Kalau Anda menerima `429`, jangan langsung spam retry. Terapkan exponential backoff, simpan request yang gagal bila perlu, dan pastikan proses batch Anda punya jeda yang wajar.

Endpoint utama

Daftar ini adalah endpoint yang paling sering dipakai dalam implementasi awal sampai operasional sehari-hari.

PropertyTypeDescription
GET /contracts
listMengambil daftar kontrak milik organisasi Anda.
POST /contracts
createMembuat draft kontrak baru.
GET /contracts/:id
detailMengambil detail kontrak tertentu berdasarkan identifier.
POST /contracts/:id/send
actionMengirim kontrak ke para pihak untuk penandatanganan.

Kode error

SatuKontrak memakai kode HTTP standar dan mengembalikan detail error dalam body respons supaya tim Anda bisa membedakan error validasi, autentikasi, dan error sistem.

{
  "error": {
    "code": "CONTRACT_NOT_FOUND",
    "message": "Contract with ID ctr_xxx was not found.",
    "status": 404
  }
}

Tangani error secara eksplisit

Untuk 4xx, fokus pada data atau izin yang dikirim.
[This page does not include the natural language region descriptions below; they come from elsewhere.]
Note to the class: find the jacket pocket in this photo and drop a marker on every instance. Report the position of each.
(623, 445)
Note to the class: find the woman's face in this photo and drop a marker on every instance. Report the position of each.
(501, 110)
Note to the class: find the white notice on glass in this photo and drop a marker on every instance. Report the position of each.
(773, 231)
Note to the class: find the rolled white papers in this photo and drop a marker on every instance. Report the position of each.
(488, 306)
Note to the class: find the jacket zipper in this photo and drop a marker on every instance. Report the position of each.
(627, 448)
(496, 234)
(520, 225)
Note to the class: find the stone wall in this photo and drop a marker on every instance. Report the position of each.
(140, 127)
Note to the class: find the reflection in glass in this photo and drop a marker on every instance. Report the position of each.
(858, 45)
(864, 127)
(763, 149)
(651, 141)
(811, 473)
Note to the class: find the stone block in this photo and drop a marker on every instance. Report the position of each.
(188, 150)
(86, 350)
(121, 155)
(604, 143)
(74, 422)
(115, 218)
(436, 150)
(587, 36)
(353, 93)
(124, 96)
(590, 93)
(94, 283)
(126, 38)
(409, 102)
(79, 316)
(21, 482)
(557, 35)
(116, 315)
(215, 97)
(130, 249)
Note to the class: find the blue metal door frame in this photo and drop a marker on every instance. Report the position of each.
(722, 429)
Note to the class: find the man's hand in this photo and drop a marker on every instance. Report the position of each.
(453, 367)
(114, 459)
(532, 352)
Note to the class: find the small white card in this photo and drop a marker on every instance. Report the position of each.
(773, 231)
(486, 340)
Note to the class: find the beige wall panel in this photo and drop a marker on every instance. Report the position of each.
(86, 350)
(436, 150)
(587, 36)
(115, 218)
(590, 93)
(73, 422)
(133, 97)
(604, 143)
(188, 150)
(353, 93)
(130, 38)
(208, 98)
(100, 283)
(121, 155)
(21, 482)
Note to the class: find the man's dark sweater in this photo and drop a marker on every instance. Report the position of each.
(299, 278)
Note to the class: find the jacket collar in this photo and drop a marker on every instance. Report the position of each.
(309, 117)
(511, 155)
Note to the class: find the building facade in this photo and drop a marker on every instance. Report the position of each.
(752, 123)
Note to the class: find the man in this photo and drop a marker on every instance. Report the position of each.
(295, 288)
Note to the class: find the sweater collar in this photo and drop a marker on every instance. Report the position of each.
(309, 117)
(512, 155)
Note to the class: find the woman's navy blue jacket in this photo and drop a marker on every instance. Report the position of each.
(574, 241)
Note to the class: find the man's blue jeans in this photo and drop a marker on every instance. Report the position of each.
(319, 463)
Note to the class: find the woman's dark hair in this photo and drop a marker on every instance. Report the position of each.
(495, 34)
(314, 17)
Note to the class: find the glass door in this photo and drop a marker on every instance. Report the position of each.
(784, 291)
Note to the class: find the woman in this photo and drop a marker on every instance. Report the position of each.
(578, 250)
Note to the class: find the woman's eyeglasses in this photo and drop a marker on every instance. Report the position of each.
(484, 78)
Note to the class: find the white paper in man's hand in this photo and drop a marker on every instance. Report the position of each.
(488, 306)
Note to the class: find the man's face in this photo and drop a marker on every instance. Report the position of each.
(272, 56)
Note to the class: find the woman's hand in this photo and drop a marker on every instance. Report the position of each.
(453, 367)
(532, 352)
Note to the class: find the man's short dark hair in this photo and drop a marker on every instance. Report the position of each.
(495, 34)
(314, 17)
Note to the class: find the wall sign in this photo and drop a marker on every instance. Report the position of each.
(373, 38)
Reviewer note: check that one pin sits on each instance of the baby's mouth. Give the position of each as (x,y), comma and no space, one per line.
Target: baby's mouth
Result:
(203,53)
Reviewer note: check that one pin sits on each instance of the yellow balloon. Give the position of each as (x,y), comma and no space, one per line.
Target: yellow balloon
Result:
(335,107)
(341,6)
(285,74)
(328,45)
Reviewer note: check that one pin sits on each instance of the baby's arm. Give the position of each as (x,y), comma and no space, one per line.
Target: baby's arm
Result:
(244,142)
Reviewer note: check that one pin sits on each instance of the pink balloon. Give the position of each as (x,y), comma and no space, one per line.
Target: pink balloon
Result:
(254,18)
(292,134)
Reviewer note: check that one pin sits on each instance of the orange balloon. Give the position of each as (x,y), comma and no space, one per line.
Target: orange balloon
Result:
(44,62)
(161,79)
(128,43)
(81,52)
Untuk 5xx, siapkan retry terbatas dan logging yang cukup agar kasusnya bisa dianalisis tanpa menebak-nebak.
PropertyTypeDescription
400
Bad RequestPayload atau query parameter tidak valid.
401
UnauthorizedAPI key tidak ada, salah, atau tidak punya akses.
403
ForbiddenRequest valid tetapi resource tidak boleh diakses oleh kredensial ini.
404
Not FoundResource yang diminta tidak ditemukan.
429
Too Many RequestsAnda melebihi rate limit yang berlaku.
500
Server ErrorTerjadi kegagalan internal di sisi server.

Checklist production

Sebelum rollout penuh ke production, cek kembali beberapa hal berikut agar integrasi Anda tidak rapuh saat volume naik.

  • Pisahkan secret untuk staging dan production.
  • Simpan `contractId`, status, dan timestamp penting di database internal Anda.
  • Tambahkan logging untuk request gagal, response 4xx, dan response 5xx.